Darin hatte E. angegeben, dass H. Lübcke im Streit versehentlich erschossen hätte. Diese Version sei “Schmierentheater der schlechtesten Sorte” gewesen, kritisierte Kaplan. Er nannte Hannig einen “Regisseur” und “Drehbuchautor”.

Hannig und Waldschmidt trügen eine Mitverantwortung dafür, dass es zu drei unterschiedlichen Geständnissen gekommen sei. Beide Anwälte seien nie von E. oder seiner Familie mit der Verteidigung beauftragt worden. Stattdessen seien sie von anonym gebliebenen Anrufern darum gebeten worden, sich um E. zu kümmern.

Neben dem Mord an Lübcke ist E. wegen eines versuchten Mordes an einem irakischen Flüchtling im Januar 2016 angeklagt. Diese Tat bestritt er von Anfang an. Seine Verteidigung warf der Bundesanwaltschaft vor, “ergebnisorientiert” zu handeln, weil ohne eine Verurteilung wegen des versuchten Mordes ihr Ziel der Sicherungsverwahrung nicht zu erreichen sei. Sie forderte daher einen Freispruch.

Am Ende seines Vortrags richtete Kaplan emotionale Worte an die Nebenklage. Die Zusage E.s, der Familie Lübckes Fragen zu beantworten, gelte für den Rest seines Lebens, sagte Kaplan zu den Hinterbliebenen Lübckes. “Wir hoffen sehr, dass Sie Ihren Frieden finden.”
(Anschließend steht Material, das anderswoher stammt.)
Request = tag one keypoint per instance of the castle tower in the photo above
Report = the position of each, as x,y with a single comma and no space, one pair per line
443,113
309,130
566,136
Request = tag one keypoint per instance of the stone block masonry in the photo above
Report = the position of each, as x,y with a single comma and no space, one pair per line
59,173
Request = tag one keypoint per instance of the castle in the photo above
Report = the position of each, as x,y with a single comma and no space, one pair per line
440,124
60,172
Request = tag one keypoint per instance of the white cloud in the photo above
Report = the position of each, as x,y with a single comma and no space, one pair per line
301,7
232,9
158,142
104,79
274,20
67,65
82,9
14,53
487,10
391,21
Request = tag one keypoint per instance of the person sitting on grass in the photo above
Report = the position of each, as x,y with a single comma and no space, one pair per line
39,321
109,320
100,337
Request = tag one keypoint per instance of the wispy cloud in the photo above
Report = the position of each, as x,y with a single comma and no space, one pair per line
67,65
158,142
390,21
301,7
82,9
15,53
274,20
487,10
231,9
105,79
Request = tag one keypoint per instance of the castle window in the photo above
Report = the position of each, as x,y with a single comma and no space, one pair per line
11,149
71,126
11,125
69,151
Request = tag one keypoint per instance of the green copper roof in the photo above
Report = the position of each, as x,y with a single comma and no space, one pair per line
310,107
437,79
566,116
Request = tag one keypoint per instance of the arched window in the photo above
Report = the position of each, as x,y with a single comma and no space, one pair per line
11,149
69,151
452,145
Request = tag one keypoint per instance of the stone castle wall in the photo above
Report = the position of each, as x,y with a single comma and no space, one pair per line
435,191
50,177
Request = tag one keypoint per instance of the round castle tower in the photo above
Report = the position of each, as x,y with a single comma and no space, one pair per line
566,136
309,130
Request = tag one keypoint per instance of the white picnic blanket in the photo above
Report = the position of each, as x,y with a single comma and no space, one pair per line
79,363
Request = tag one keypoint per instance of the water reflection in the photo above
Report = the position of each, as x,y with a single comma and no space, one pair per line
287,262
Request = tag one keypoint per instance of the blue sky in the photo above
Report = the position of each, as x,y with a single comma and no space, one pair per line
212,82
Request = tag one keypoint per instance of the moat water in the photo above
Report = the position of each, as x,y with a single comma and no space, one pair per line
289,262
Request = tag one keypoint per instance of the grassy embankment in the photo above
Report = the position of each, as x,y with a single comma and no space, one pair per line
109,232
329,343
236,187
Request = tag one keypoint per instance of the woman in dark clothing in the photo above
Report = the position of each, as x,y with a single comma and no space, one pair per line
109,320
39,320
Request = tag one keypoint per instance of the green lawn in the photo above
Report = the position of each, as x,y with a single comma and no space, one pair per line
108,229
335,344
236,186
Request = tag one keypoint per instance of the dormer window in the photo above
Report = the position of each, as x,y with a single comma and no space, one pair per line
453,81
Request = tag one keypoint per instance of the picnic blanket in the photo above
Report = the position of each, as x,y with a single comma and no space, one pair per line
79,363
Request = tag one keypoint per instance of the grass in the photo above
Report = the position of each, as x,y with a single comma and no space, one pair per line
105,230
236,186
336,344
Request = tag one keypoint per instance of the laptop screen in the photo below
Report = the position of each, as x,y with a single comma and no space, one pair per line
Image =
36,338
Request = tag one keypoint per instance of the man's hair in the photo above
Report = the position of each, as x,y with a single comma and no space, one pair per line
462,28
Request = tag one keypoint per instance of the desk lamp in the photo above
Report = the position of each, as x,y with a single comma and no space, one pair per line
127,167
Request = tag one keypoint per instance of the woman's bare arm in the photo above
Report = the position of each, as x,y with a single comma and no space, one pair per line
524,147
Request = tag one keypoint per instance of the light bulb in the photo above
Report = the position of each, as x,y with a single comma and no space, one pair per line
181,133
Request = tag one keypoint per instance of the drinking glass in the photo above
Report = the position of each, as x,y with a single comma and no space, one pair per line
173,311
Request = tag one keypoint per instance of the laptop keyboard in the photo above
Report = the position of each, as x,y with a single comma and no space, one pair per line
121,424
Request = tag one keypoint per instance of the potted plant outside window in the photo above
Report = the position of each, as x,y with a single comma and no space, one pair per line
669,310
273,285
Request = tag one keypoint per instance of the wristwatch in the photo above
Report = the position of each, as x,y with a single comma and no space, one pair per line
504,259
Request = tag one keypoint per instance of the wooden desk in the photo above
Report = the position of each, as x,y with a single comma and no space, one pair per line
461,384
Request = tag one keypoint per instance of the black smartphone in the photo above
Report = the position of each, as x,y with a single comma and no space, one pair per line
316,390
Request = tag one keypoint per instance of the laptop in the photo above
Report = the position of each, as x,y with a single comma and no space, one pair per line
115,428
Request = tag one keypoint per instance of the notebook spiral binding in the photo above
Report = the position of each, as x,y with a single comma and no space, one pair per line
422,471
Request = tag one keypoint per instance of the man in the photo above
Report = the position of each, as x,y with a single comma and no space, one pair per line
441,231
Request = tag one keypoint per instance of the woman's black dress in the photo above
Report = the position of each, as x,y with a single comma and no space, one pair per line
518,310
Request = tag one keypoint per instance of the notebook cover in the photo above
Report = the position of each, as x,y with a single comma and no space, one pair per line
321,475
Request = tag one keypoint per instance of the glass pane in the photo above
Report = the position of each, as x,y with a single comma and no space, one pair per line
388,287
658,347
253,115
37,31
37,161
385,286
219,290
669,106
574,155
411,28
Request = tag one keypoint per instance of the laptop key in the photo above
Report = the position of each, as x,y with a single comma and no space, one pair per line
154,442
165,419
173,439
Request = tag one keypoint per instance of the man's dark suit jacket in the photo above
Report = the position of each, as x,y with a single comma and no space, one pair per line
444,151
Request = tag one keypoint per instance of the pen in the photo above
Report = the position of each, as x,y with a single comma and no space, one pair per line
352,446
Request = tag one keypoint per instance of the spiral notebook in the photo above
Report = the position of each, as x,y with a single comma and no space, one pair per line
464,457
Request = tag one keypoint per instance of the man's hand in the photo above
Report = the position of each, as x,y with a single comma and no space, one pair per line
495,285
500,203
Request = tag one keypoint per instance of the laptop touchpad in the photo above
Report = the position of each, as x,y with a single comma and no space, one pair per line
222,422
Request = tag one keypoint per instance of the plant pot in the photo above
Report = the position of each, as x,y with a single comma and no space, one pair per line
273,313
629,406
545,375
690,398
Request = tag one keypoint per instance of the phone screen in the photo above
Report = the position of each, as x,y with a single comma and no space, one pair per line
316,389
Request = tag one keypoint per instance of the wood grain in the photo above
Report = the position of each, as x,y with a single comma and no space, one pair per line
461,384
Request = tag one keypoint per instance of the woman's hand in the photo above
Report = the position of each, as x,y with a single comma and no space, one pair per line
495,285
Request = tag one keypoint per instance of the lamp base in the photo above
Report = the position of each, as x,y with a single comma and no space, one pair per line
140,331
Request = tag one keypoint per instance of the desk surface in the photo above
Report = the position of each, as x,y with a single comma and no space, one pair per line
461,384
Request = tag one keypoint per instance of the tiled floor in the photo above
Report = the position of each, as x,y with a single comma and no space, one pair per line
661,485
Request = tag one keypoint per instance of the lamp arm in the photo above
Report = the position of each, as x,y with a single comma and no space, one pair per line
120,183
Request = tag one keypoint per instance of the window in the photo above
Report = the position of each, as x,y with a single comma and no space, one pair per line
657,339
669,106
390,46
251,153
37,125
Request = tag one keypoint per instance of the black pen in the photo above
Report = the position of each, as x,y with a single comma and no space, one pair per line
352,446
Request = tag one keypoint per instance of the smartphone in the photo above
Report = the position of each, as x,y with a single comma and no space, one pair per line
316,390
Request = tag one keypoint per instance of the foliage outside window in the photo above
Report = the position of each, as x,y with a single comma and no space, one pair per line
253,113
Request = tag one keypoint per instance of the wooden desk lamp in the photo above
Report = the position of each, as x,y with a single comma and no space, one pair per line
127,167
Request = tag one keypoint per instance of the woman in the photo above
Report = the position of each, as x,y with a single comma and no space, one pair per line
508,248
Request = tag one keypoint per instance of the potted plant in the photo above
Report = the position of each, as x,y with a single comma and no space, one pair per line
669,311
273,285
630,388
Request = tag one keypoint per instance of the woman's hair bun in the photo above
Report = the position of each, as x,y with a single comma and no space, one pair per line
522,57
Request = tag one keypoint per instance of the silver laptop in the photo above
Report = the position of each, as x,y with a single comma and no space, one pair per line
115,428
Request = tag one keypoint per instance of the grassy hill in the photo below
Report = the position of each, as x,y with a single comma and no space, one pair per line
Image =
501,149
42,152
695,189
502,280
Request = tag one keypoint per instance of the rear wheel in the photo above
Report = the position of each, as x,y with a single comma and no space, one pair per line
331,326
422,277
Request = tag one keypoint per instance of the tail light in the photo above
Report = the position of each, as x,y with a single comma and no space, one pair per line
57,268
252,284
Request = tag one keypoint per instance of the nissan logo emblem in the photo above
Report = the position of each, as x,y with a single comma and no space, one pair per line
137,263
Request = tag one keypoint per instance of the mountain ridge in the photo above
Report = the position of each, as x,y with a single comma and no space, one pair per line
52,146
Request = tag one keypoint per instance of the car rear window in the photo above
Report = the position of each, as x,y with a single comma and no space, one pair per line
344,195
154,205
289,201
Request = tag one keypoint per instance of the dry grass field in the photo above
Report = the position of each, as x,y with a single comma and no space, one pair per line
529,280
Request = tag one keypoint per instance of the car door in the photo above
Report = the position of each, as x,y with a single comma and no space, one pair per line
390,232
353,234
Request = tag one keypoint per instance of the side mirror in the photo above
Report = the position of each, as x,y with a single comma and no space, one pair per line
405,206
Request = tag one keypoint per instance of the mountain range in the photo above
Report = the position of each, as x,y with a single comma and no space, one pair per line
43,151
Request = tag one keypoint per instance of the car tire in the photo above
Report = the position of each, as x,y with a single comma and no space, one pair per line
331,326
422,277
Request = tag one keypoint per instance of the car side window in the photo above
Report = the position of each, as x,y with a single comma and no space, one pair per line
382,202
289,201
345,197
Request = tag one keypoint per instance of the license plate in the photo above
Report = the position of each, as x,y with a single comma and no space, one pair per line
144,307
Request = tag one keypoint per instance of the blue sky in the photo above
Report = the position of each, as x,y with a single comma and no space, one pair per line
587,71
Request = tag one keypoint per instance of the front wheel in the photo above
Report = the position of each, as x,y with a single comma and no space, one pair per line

Ursprünglich war das Plädoyer für Donnerstag vergangener Woche geplant gewesen. Da es wegen eines rechtlichen Hinweises des Senats überarbeitet werden musste, wurde der Vortrag um eine Woche verschoben.

Der Prozess gegen E. und den Mitangeklagten H. hatte im Juni begonnen. Die Bundesanwaltschaft forderte für E. Ende Dezember lebenslange Haft, die Feststellung der besonderen Schwere der Schuld und Sicherungsverwahrung.

Für H., der sich seit seiner Entlassung aus der Untersuchungshaft im Oktober wegen eines Verstoßes gegen das Waffengesetz verantworten muss, forderte die Bundesanwaltschaft neun Jahre und acht Monate Haft. H.s Verteidigung soll am Dienstag kommender Woche plädieren, die Urteilsverkündung ist für Donnerstag geplant.